NOT GOOD ENOUGH!
Monday 21 March 2011
by Mat Churchill
Cyclone evacuation facilities in Douglas are inadequate. That's the overwhelming message from around 94% of respondents to a poll run by The Newsport over the last few days.
And many others, including a reader from the UK, have taken the time to raise their concerns with comments on the article 'Yasi - what have we learnt' (Monday 14 March).
One reader was worried about the lack of a safe place to seek refuge, not just in the event of a cyclone, but also if a tsunami hit the coast.
"…WHERE is the safety for the locals, WHERE do we keep the safety of our tourists, why is a safety place such secret business. I guess at the end of the day what (used) to be our safe place is now no longer a safe place. REALLY do we have one????? Have we considered ALL aspects not just CYCLONE but also TSUNAMI. Come on guys this is 2011, how do we protect oursleves (sic), in Port Douglas or in Cairns cuz really nobody has a TRUE strategy in place and a TRUE safe place…"
Another called on the State Government to build an evacuation centre in Port Douglas or Mossman, claiming the sports complex in Mossman was unsatisfactory during Cyclone Yasi.
"…The sports centre had No Power, No Cooking facilities…we do not live in a third world country and deserve better treatment from our state goverment (sic), lets get together and make sure all our residents of our shire have somewhere safe to go before the next big scare, it will come one day."
Member for Cook, Jason O'Brien, said Yasi won't be a one-off for the State with more ferocious storms expected as climate change takes hold.
"Yasi really showed us the destructive power we are likely to experience from big cyclones," he said. "My view is that in the near term we can consider a number of alternatives for shelter - for example by looking at buildings around town that might be suitable as an emergency shelter.
"The new multi-purpose building at the primary school may be something that we could work with - can it be upgraded to meet our needs? Are there other buildings that might be useable? The other thing that Yasi has taught us is that in the future no building and its services and utilities are going to be 100 percent safe.
"The fact is that man-made climate change means an increasing number of storms, and bigger and more powerful ones, each cyclone season. Therefore we have to re-think our safety strategies. That is what I am doing myself."
Mr O'Brien said early evacuation should also be a focus for people in the firing line.
"As well as looking for better shelter, we should also be increasingly looking at early evacuation. The experience of the smaller communities around Townsville was that evacuation was really the only 100% safe option.
"This is especially true with older people and families with young children. But the decision about evacuation has to be made early. Leaving that decision to the last minute can be just as dangerous as staying."

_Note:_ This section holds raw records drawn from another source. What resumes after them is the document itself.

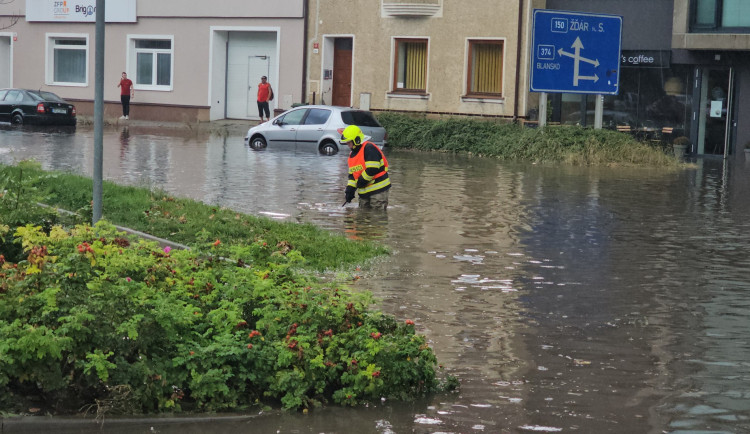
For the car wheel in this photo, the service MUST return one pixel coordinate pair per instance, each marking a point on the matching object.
(329, 148)
(258, 142)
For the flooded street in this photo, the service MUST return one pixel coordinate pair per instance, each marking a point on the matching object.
(565, 299)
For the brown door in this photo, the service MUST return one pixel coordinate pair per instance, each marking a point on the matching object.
(342, 72)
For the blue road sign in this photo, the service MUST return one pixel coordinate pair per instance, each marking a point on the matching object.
(575, 52)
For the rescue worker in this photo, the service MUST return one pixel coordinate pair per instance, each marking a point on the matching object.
(368, 170)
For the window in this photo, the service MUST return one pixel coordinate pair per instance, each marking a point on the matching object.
(294, 117)
(317, 117)
(153, 62)
(67, 60)
(485, 69)
(411, 66)
(359, 118)
(720, 15)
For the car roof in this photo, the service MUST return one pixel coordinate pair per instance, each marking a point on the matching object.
(329, 107)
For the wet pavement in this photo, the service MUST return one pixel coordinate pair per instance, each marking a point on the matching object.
(565, 299)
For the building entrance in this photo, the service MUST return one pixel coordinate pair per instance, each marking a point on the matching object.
(716, 111)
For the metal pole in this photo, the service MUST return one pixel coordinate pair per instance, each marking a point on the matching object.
(598, 112)
(98, 112)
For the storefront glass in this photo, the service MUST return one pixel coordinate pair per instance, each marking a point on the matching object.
(650, 101)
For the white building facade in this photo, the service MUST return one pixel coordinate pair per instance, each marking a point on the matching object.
(189, 60)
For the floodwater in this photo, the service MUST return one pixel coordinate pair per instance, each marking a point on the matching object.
(565, 299)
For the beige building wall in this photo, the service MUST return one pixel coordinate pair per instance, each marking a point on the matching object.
(448, 25)
(197, 68)
(683, 39)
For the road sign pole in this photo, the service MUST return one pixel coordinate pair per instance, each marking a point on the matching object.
(598, 112)
(98, 112)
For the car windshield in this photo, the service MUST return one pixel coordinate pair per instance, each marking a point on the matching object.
(359, 118)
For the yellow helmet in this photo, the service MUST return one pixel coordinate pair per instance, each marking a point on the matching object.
(352, 133)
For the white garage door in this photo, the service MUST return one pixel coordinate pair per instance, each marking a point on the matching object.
(249, 56)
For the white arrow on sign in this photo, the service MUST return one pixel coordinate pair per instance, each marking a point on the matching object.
(577, 46)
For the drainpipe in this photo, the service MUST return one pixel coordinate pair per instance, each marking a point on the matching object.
(518, 60)
(304, 51)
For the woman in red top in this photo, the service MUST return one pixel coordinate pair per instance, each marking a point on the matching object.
(264, 95)
(126, 92)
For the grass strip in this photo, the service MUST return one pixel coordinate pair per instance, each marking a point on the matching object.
(511, 142)
(188, 221)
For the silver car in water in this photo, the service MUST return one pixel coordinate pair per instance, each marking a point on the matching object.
(316, 126)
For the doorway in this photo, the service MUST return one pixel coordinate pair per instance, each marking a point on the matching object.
(716, 114)
(5, 62)
(257, 66)
(249, 56)
(342, 72)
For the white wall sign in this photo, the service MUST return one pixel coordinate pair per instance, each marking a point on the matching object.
(115, 11)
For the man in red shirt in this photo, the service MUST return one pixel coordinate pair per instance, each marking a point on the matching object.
(126, 92)
(265, 94)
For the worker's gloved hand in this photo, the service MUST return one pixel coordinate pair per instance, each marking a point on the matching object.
(350, 193)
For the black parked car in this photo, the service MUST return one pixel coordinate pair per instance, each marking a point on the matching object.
(23, 106)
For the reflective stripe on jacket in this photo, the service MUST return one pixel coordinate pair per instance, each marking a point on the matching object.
(373, 171)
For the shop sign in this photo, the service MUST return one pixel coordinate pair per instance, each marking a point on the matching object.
(79, 11)
(646, 58)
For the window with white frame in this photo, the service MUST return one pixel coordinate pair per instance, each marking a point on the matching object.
(154, 60)
(485, 68)
(67, 59)
(410, 65)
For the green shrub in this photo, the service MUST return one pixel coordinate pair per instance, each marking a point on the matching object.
(500, 139)
(90, 316)
(183, 220)
(19, 205)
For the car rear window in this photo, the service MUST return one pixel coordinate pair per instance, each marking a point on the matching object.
(317, 117)
(49, 96)
(359, 118)
(43, 96)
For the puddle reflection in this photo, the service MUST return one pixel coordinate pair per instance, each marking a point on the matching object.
(564, 298)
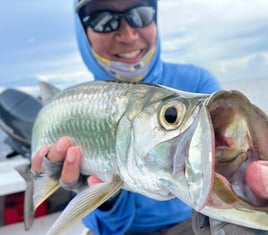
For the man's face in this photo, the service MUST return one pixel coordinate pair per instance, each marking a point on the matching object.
(126, 44)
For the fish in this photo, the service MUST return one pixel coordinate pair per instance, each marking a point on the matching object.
(157, 141)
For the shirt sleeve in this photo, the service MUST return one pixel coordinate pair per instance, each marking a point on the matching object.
(115, 221)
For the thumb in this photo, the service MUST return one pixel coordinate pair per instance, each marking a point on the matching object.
(257, 178)
(91, 180)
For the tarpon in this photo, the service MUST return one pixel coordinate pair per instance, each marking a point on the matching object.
(159, 142)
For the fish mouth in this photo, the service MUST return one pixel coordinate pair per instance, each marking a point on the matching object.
(240, 133)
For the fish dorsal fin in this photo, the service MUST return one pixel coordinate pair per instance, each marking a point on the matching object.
(47, 90)
(84, 203)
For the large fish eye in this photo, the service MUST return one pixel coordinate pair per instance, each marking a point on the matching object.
(171, 115)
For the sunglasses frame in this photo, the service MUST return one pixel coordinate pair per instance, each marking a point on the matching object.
(116, 15)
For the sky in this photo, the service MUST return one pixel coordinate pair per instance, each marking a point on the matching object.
(229, 38)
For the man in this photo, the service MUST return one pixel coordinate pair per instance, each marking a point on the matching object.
(118, 39)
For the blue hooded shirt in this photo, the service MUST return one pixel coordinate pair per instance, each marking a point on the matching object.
(133, 212)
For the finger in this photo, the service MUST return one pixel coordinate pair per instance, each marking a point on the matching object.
(257, 178)
(58, 151)
(71, 167)
(93, 180)
(38, 158)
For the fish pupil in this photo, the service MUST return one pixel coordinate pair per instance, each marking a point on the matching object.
(171, 115)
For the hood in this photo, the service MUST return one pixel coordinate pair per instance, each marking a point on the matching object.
(95, 68)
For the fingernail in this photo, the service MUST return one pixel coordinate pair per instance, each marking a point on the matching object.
(44, 151)
(264, 174)
(71, 155)
(61, 145)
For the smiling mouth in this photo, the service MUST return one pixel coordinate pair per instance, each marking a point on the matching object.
(130, 55)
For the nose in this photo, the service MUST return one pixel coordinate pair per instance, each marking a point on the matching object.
(126, 33)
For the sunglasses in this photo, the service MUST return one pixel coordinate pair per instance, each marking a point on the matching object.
(109, 21)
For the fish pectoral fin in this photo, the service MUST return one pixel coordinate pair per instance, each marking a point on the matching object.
(38, 189)
(84, 203)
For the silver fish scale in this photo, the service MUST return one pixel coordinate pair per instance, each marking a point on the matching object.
(89, 115)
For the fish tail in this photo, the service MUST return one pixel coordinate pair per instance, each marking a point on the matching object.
(38, 188)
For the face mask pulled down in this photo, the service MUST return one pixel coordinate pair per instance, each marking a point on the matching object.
(127, 72)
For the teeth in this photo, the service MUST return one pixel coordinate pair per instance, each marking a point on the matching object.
(129, 55)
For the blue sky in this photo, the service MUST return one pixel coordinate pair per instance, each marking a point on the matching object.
(228, 38)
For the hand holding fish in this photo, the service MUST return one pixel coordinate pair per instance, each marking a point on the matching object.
(63, 151)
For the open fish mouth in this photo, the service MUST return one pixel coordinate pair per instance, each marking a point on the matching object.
(241, 134)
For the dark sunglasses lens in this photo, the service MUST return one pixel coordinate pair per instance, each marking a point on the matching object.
(106, 21)
(103, 22)
(140, 17)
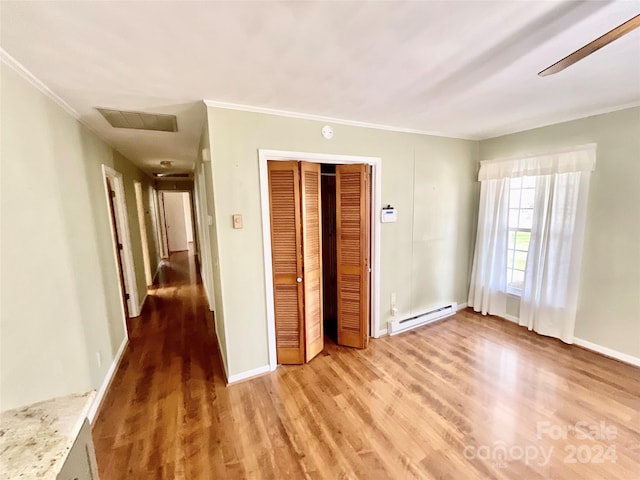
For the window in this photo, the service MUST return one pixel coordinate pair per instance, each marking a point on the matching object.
(522, 192)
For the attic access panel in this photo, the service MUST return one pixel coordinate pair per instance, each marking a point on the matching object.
(140, 120)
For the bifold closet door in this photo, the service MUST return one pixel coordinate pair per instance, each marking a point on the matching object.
(312, 258)
(284, 205)
(296, 246)
(353, 200)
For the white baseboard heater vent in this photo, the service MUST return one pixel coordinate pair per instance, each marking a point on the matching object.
(399, 326)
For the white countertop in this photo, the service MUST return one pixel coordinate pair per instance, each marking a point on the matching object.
(35, 440)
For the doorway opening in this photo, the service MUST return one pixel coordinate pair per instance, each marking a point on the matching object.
(329, 250)
(144, 238)
(357, 168)
(123, 256)
(177, 222)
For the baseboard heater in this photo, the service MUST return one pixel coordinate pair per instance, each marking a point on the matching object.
(400, 326)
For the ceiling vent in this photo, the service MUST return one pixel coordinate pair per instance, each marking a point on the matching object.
(140, 120)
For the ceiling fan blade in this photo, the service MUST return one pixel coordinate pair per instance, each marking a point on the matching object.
(591, 47)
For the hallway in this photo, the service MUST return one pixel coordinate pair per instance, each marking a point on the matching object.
(409, 406)
(164, 393)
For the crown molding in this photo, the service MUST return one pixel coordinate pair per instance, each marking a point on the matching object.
(568, 118)
(16, 66)
(21, 70)
(321, 118)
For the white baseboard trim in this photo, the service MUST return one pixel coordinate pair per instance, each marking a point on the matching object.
(381, 333)
(248, 374)
(623, 357)
(95, 406)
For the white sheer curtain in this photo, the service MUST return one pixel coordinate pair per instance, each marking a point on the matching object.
(488, 289)
(550, 289)
(550, 292)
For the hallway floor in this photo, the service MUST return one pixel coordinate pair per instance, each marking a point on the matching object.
(461, 398)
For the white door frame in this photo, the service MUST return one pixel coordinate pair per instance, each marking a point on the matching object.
(122, 222)
(202, 211)
(144, 237)
(376, 164)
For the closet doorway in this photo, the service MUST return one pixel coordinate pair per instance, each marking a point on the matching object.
(322, 245)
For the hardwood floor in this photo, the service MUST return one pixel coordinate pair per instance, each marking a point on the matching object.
(469, 397)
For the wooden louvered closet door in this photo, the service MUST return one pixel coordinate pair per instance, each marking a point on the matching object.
(284, 204)
(352, 229)
(312, 258)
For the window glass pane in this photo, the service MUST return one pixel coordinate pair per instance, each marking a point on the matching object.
(519, 260)
(522, 240)
(518, 279)
(528, 197)
(514, 199)
(513, 218)
(526, 218)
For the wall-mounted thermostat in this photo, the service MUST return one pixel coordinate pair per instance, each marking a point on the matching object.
(389, 214)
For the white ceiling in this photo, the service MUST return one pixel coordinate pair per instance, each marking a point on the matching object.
(462, 69)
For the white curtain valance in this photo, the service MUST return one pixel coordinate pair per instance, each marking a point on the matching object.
(577, 159)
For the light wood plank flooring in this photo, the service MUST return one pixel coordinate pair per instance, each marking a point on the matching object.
(470, 397)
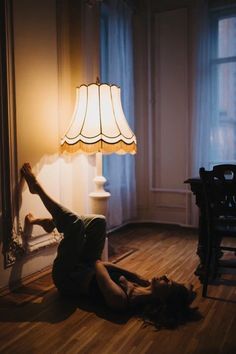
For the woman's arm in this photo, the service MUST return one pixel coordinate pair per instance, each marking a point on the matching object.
(113, 294)
(134, 277)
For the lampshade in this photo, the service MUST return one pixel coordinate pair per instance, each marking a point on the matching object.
(98, 123)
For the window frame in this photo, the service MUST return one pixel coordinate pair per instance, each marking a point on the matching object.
(215, 16)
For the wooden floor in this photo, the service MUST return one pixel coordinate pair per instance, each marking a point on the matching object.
(35, 319)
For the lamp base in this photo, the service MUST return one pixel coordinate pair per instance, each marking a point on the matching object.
(99, 202)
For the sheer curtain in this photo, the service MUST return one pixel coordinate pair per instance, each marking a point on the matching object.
(201, 103)
(201, 95)
(214, 87)
(117, 68)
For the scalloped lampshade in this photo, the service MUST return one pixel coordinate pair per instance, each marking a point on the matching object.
(98, 123)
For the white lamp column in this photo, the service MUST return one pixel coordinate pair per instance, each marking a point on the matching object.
(99, 198)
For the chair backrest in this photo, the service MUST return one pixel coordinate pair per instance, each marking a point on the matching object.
(219, 187)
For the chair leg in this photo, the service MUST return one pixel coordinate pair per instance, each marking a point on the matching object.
(207, 270)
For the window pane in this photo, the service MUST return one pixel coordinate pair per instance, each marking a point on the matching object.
(223, 135)
(227, 37)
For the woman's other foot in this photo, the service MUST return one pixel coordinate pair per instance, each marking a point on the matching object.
(30, 178)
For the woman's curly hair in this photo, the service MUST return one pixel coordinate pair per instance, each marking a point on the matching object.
(174, 311)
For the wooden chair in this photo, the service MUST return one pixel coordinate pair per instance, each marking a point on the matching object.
(219, 188)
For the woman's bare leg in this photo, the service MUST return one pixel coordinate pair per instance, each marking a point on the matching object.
(36, 188)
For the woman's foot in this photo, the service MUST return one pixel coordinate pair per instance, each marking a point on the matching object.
(30, 178)
(46, 223)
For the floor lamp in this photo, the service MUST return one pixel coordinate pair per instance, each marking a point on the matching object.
(98, 126)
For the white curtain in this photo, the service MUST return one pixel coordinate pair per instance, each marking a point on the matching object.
(117, 68)
(201, 103)
(201, 96)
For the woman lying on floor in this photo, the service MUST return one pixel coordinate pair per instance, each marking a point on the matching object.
(78, 270)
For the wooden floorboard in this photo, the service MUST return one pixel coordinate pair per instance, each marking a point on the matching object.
(35, 319)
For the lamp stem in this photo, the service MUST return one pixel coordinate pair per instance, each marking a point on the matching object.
(100, 197)
(99, 164)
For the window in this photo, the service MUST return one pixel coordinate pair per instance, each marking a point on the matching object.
(223, 87)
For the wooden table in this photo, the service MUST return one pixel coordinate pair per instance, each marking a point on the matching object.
(197, 189)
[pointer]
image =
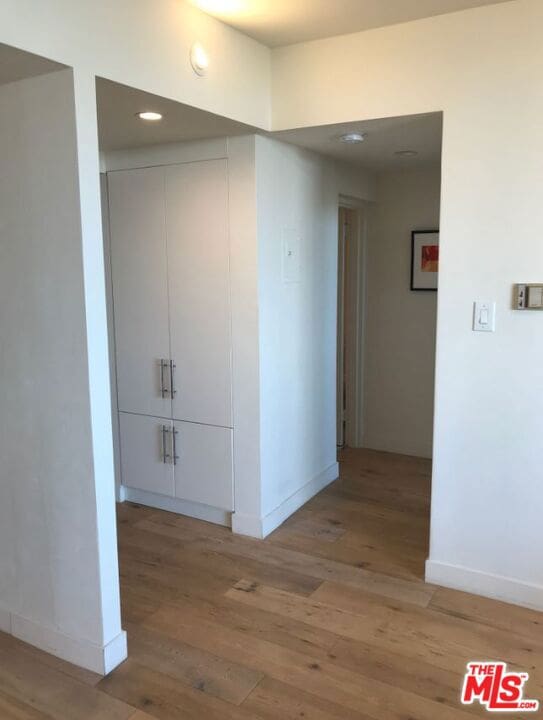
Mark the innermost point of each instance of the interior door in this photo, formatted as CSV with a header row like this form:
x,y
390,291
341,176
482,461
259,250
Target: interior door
x,y
199,286
147,453
140,290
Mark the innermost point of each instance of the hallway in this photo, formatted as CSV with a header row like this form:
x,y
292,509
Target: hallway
x,y
327,619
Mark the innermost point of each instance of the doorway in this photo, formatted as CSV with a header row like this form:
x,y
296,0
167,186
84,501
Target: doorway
x,y
350,322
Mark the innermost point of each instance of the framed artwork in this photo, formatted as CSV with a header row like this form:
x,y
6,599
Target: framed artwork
x,y
424,259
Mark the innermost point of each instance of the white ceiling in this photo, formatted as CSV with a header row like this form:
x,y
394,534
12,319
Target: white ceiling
x,y
283,22
384,137
119,127
18,65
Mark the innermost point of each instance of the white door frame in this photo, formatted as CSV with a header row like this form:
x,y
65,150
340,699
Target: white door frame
x,y
355,267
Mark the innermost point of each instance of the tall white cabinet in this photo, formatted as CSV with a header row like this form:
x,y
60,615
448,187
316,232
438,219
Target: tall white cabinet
x,y
171,301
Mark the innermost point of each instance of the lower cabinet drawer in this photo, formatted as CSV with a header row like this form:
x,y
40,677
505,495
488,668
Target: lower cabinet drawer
x,y
204,470
143,465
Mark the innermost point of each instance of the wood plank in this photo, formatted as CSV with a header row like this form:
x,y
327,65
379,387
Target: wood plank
x,y
480,610
13,709
197,668
53,692
159,696
325,679
415,592
447,642
34,655
274,700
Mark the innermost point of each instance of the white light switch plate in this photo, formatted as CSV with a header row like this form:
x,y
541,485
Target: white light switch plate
x,y
291,269
484,316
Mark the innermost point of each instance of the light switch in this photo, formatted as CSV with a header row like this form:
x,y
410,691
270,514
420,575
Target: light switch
x,y
484,316
291,256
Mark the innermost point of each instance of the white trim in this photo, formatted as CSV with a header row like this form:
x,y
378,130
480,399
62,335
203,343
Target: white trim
x,y
165,154
262,527
99,659
489,585
354,430
115,652
181,507
250,525
5,621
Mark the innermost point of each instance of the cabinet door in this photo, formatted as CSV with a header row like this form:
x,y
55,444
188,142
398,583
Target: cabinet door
x,y
203,472
199,285
140,289
146,453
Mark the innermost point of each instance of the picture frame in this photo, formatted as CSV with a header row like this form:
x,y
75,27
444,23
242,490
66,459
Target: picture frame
x,y
424,260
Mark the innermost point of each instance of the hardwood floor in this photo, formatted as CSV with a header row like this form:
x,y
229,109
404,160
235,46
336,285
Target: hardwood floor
x,y
327,619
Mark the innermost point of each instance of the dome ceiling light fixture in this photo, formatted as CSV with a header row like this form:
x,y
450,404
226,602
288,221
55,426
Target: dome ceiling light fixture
x,y
352,138
199,59
149,116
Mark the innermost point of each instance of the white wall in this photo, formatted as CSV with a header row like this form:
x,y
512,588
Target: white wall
x,y
298,195
53,579
242,209
482,68
399,342
146,45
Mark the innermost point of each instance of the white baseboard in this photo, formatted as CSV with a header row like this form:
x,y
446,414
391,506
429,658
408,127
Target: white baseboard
x,y
263,526
181,507
115,652
250,525
489,585
99,659
5,621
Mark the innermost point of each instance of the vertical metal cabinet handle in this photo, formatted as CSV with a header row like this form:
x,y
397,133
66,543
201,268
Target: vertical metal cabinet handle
x,y
173,367
165,454
175,433
163,389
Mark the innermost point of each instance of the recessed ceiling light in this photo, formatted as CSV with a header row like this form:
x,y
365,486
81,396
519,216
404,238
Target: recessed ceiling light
x,y
148,115
199,59
352,138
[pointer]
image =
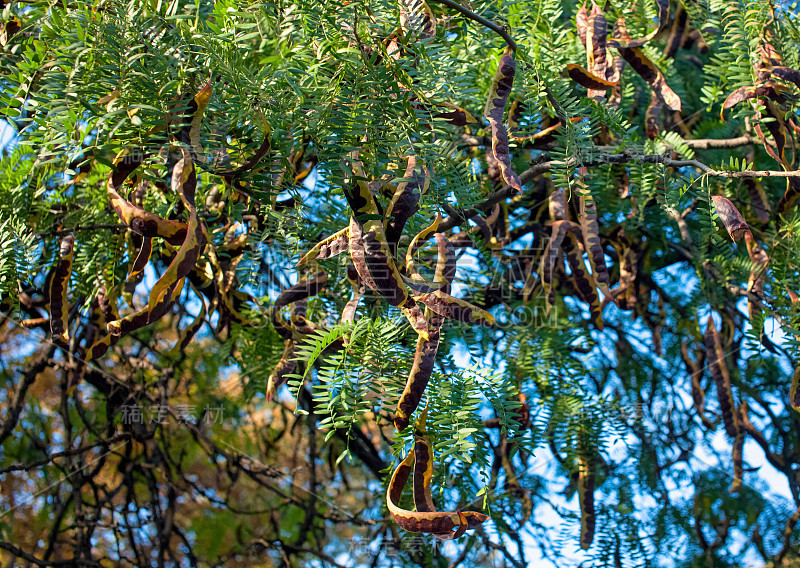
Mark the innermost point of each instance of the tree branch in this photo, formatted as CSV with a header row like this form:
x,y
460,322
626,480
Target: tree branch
x,y
481,20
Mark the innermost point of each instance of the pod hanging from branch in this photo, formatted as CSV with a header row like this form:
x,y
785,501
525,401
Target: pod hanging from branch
x,y
438,523
137,270
588,79
328,248
285,367
423,466
586,484
719,372
663,21
590,229
418,377
584,282
648,71
184,182
59,285
495,106
405,201
730,216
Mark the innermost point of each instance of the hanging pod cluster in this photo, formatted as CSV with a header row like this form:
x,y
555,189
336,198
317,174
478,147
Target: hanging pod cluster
x,y
771,100
372,239
603,72
210,275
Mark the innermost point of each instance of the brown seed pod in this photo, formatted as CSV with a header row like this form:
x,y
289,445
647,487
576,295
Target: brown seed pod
x,y
495,106
719,372
59,285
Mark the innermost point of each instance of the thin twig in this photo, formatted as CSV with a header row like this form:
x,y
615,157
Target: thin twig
x,y
481,20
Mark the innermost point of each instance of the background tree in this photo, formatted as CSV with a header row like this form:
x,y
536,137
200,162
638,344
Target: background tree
x,y
172,161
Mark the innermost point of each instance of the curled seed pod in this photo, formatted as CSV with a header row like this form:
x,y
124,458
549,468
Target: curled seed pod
x,y
137,219
677,33
591,241
758,199
652,115
437,523
584,282
369,249
106,304
794,390
405,201
358,287
663,21
286,366
417,18
418,377
423,466
137,270
454,308
737,456
581,23
184,182
557,204
785,74
695,370
301,291
588,79
495,106
189,331
59,307
328,247
652,75
586,485
152,312
719,372
731,218
189,132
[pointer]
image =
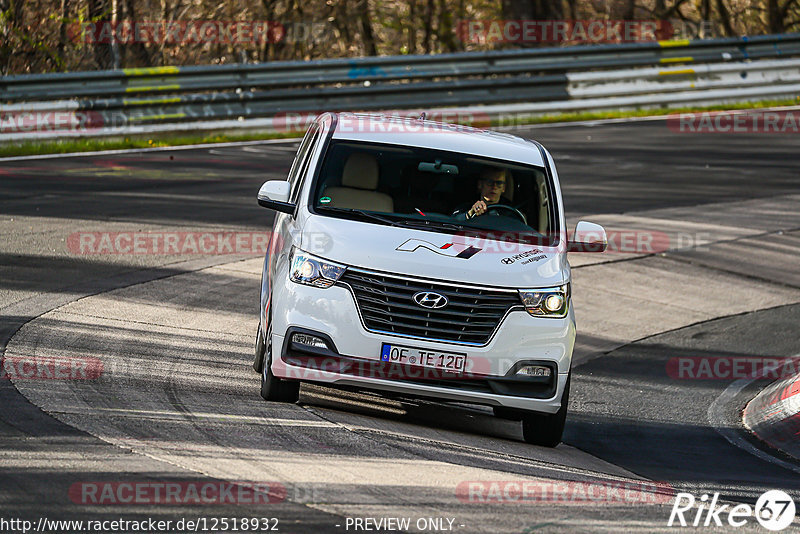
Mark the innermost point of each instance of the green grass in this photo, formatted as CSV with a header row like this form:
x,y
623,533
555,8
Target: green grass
x,y
90,144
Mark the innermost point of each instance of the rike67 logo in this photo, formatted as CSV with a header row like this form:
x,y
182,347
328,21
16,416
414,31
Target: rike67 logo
x,y
774,510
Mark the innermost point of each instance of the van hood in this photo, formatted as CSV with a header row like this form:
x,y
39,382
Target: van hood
x,y
434,255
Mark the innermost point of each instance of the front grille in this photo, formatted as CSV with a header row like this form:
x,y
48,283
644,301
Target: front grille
x,y
386,305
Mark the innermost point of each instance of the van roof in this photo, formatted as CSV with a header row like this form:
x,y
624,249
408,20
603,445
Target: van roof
x,y
379,128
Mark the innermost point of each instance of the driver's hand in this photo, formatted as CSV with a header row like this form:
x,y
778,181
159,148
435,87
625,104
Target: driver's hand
x,y
479,208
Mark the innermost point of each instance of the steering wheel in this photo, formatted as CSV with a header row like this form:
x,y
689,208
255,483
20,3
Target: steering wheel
x,y
513,210
506,207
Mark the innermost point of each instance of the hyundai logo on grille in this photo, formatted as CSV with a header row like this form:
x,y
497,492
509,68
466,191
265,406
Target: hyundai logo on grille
x,y
429,299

"We all know only too well that Port Douglas is a very low-lying area. The effects of massive cyclonic rainfall followed by weeks of heavy wet season rain, as is still being experienced around Tully, Mission Beach and Cardwell, could result in our town being very severely affected.
"That's why I will be considering all options for my family, including early evacuation, next time round."
Mayor Val Schier said The Newsport Poll, which simply asked "Are the cyclone evacuation facilities in Douglas adequate", provided valuable feedback for the Council.
"It's great to get this feedback and we will be investigating other possible locations for evacuation centres that are out of the storm surge zones and have the required access to toilets, power source, catering and the like.
"I understand Education Queensland has indicated they will be looking at how school halls might be able to be upgraded.
"Cyclone Yasi has been a big learning experience for us and Council, along with other agencies, is looking at ways to improve preparation and response in the case of a future event.
"But the bottom line is that everyone should have their own cyclone plan - and that includes having friends in high places so that evacuation centres are only used as a last resort. It also includes identifying centres where people can take their pets."
A spokesperson for the Council said that a post-Yasi review is currently being undertaken and the public will be informed of the results.
"Cairns Regional Council is in the process of reviewing its preparation, mitigation and responses to disaster events. This includes reviewing the evacuation strategy to identify more shelters and provide more direction and information to people preparing for a natural disaster.
"In particular, more detailed storm surge information will be made available on the website and every household will have a notice in the electricity meter box indicating the height of the premises above sea level. There will be public awareness campaigns and information booklets made available as the strategy is progressed."
The final word goes to Liz Perriam who commented on The Newsport article '100 year storm remembered' (Tuesday 15 May).
"From my short observation, it would seem Port Douglas is no better prepared today for a cyclone than it was 100 years ago. Messages to evacuate but no advice to where is really disconcerning (sic). What has changed or been put in place since YASI?"
Reporter's comment: Early evacuation is fine, but from what I can recall in the lead up to Yasi is that at one stage we were told to head South (by whom I can't remember). With reports of airfares soaring, the only other option would have been to drive which could very well have put us where Yasi eventually reached landfall.